Are there actually Medela coupons available.  We’ve all heard of the brand and we know how great they are but can you get Medela breast pumps at a reduced price?  The truth is that Medela doesn’t really discount because they don’t have to.  They have such a great reputation that there really isn’t any need.  Occasionally an online store will have a Medela promo where they discount Medela products but it doesn’t happen very often.  That’s why I put this page together, because I’ll keep an eye out for promos and list them below.

Reviews of Hairfinity

Hairfinity is one of those really innovative products that will give you long, thick hair simply by promoting growth and really nourishing your hair from the inside. It claims to be able to do this by using their patented Capilsana Complex, which is giving a really nice blend of 18 different amino acids and essential vitamins.

It doesn’t matter if you are young or old, everyone wants supermodel Herbal Essence type hair or just hair that looks its best all the time. In today’s world, that is what everyone is striving for, and our hair is the first thing that people notice these days. So, keeping that in mind Hairfinity will help your hair look healthier, while it maximizes the length and growth.
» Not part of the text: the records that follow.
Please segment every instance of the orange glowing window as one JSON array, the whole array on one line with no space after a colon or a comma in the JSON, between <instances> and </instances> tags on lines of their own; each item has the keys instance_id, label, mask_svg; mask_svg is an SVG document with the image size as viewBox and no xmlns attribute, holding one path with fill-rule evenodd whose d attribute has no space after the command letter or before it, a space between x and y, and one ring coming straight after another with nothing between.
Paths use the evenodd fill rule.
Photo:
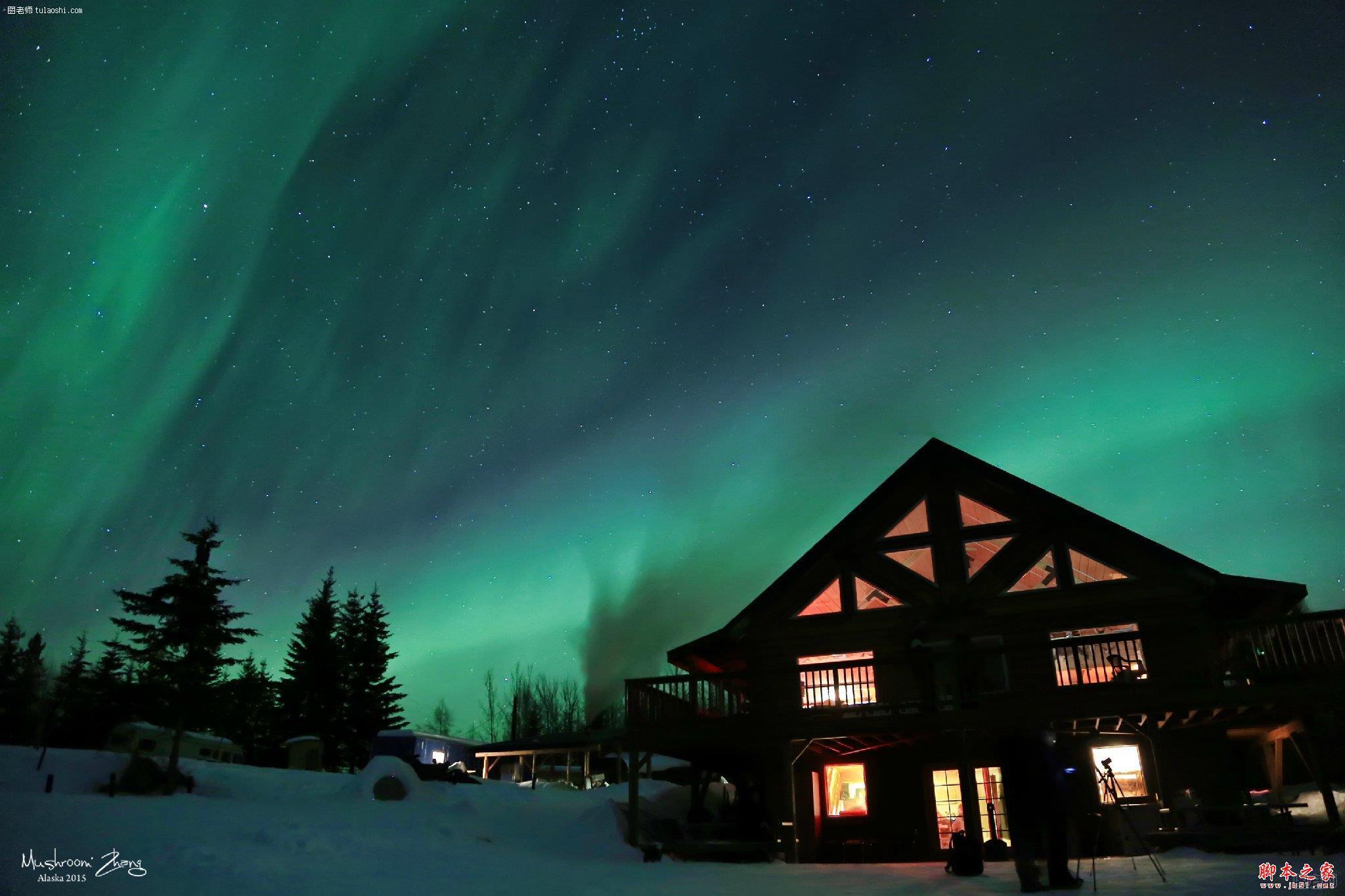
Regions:
<instances>
[{"instance_id":1,"label":"orange glowing window","mask_svg":"<svg viewBox=\"0 0 1345 896\"><path fill-rule=\"evenodd\" d=\"M1041 555L1041 559L1032 564L1032 568L1022 574L1009 591L1038 591L1041 588L1054 588L1060 584L1056 575L1056 559L1050 551Z\"/></svg>"},{"instance_id":2,"label":"orange glowing window","mask_svg":"<svg viewBox=\"0 0 1345 896\"><path fill-rule=\"evenodd\" d=\"M876 584L869 584L859 576L854 579L854 596L861 610L878 610L881 607L900 607L901 602L893 598Z\"/></svg>"},{"instance_id":3,"label":"orange glowing window","mask_svg":"<svg viewBox=\"0 0 1345 896\"><path fill-rule=\"evenodd\" d=\"M925 512L925 502L921 500L920 504L911 508L911 512L901 517L901 521L894 527L888 529L888 537L894 539L898 535L920 535L921 532L929 531L929 514Z\"/></svg>"},{"instance_id":4,"label":"orange glowing window","mask_svg":"<svg viewBox=\"0 0 1345 896\"><path fill-rule=\"evenodd\" d=\"M1093 747L1093 767L1102 772L1103 760L1110 760L1111 774L1116 775L1116 795L1122 799L1127 797L1147 797L1149 785L1145 783L1145 766L1139 760L1139 747L1135 744L1118 744L1115 747ZM1107 801L1107 787L1098 783L1098 797Z\"/></svg>"},{"instance_id":5,"label":"orange glowing window","mask_svg":"<svg viewBox=\"0 0 1345 896\"><path fill-rule=\"evenodd\" d=\"M911 548L909 551L888 551L888 556L924 578L933 582L933 548Z\"/></svg>"},{"instance_id":6,"label":"orange glowing window","mask_svg":"<svg viewBox=\"0 0 1345 896\"><path fill-rule=\"evenodd\" d=\"M958 496L958 504L962 509L962 525L990 525L991 523L1009 523L1006 517L999 510L987 508L981 501L972 501L966 494Z\"/></svg>"},{"instance_id":7,"label":"orange glowing window","mask_svg":"<svg viewBox=\"0 0 1345 896\"><path fill-rule=\"evenodd\" d=\"M799 610L798 615L815 617L823 613L841 613L841 579L833 579L831 584L822 588L822 592Z\"/></svg>"},{"instance_id":8,"label":"orange glowing window","mask_svg":"<svg viewBox=\"0 0 1345 896\"><path fill-rule=\"evenodd\" d=\"M986 539L983 541L967 541L963 552L967 555L967 578L981 572L981 567L990 562L990 557L999 553L999 548L1009 544L1011 539Z\"/></svg>"},{"instance_id":9,"label":"orange glowing window","mask_svg":"<svg viewBox=\"0 0 1345 896\"><path fill-rule=\"evenodd\" d=\"M799 692L804 709L877 703L873 650L799 657Z\"/></svg>"},{"instance_id":10,"label":"orange glowing window","mask_svg":"<svg viewBox=\"0 0 1345 896\"><path fill-rule=\"evenodd\" d=\"M868 815L869 789L863 783L863 766L827 766L827 815Z\"/></svg>"},{"instance_id":11,"label":"orange glowing window","mask_svg":"<svg viewBox=\"0 0 1345 896\"><path fill-rule=\"evenodd\" d=\"M1075 584L1088 584L1089 582L1115 582L1128 579L1120 570L1112 570L1106 563L1099 563L1092 557L1069 548L1069 570L1075 574Z\"/></svg>"}]
</instances>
Hairfinity states that their supplement only uses certain vitamins and amino acids as well as a special form of sulfur to help encourage your hair to grow. It has also been clinically proven to improve the hair, your scalp health, and increase the elasticity and strength of your hair as well as promote growth.

A healthy body is the best environment for your hair to really thrive in, and this supplement will give your body all the right nutrients that it needs to look its best. As a result, you will get over an inch of growth a month. Not to mention that amazing skin and strong, healthy nails to go with it.

My Review

Out of all the Hairfinity reviews I’ve read – this is the best. The only main thing that can go wrong is acne and oily skin and sometimes a head ache. It is recommended that you drink a whole lot of water while taking Hairfinity, to help with these issues. The headache after 2 weeks was gone, so I believe it was just my bodies way of saying, hey something new, get it out of me. Once I got past the largeness of the pills and having to take 2 of them a day, everything went like I expected it too.
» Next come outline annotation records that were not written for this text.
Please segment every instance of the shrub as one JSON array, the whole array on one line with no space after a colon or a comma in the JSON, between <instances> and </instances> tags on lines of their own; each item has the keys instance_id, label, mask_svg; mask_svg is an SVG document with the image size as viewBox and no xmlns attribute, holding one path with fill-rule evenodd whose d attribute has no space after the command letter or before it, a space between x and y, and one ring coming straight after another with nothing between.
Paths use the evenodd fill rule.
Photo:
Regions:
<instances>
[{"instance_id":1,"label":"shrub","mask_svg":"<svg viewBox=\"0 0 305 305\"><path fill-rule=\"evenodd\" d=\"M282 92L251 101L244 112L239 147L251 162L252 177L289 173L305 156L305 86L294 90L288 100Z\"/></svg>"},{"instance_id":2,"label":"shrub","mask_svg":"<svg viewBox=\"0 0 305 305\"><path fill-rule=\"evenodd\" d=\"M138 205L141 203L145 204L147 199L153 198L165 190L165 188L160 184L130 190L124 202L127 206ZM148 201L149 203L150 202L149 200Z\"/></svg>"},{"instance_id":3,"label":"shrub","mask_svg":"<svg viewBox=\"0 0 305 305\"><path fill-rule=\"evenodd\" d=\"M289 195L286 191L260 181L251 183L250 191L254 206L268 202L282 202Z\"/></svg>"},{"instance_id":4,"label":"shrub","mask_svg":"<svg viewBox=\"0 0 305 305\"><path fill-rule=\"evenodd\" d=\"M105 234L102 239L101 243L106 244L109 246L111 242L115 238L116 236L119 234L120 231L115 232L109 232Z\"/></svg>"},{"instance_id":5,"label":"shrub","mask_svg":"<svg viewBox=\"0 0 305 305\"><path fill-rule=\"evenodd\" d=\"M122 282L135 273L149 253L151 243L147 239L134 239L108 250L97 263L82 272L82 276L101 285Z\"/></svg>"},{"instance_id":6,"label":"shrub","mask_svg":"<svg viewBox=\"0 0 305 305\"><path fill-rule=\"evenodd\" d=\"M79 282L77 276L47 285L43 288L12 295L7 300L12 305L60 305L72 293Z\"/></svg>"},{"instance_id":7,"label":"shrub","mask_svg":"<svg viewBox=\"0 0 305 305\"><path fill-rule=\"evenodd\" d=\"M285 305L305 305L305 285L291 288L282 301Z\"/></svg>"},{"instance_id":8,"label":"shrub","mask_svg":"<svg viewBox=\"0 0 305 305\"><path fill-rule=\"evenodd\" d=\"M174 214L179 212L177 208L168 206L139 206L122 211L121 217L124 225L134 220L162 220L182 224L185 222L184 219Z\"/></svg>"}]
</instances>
It arrived on time, and shipped well. I order from Amazon for hassle free options. The price is a bit steep though, I am not complaining because I ended up with great results and some unexpected results too. My nails have always been really brittle and I could never really grow them out. I now have long, strong nails that are really healthy. Now it does contain Biotin, which can cause some adverse reactions, such as a rash, but other than that I didn’t see anything wrong.

I liked the fact that it has a 30-day money back guarantee.
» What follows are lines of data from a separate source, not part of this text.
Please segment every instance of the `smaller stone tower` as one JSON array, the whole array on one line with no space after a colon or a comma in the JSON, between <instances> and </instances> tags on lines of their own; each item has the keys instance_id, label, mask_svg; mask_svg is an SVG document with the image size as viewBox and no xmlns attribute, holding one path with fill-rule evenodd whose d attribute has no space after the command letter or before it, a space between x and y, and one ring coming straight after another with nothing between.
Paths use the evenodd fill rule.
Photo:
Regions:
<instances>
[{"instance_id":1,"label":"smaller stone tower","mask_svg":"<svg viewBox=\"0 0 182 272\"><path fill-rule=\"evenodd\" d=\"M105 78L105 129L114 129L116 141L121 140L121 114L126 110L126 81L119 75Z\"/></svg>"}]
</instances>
I really should have listened to other hairfinity reviewsThis site also does a good job reviewing Hairfinity.

I cut my hair between those two months so my hair would really be longer than it is today.  Try https://en.wikipedia.org/wiki/Human_hair_growth.

I didn’t encounter any reactions other than the skin inflammation. The cases were anything but difficult to swallow and goes down well while eating sustenance.  Speed up your hair growth.

Is Hairfinity Worth a Try?

Hairfinity asserts the contrast amongst theirs and different brands is that the selective Capilsana complex gives an exceptional sulfer and 18 amino acids that support solid hair development.

Overall, I had some really positive results and my hair has never looked this great. I have less shedding, more growth, and some really cool surprise growth for my nails. Now, this may not work for everyone, but it worked for me and I would certainly recommend Hairfinity to anyone who is looking for that OMG hair that everyone, including celebrities brag about. Even though it can be a bit expensive, it is worth it in the long run.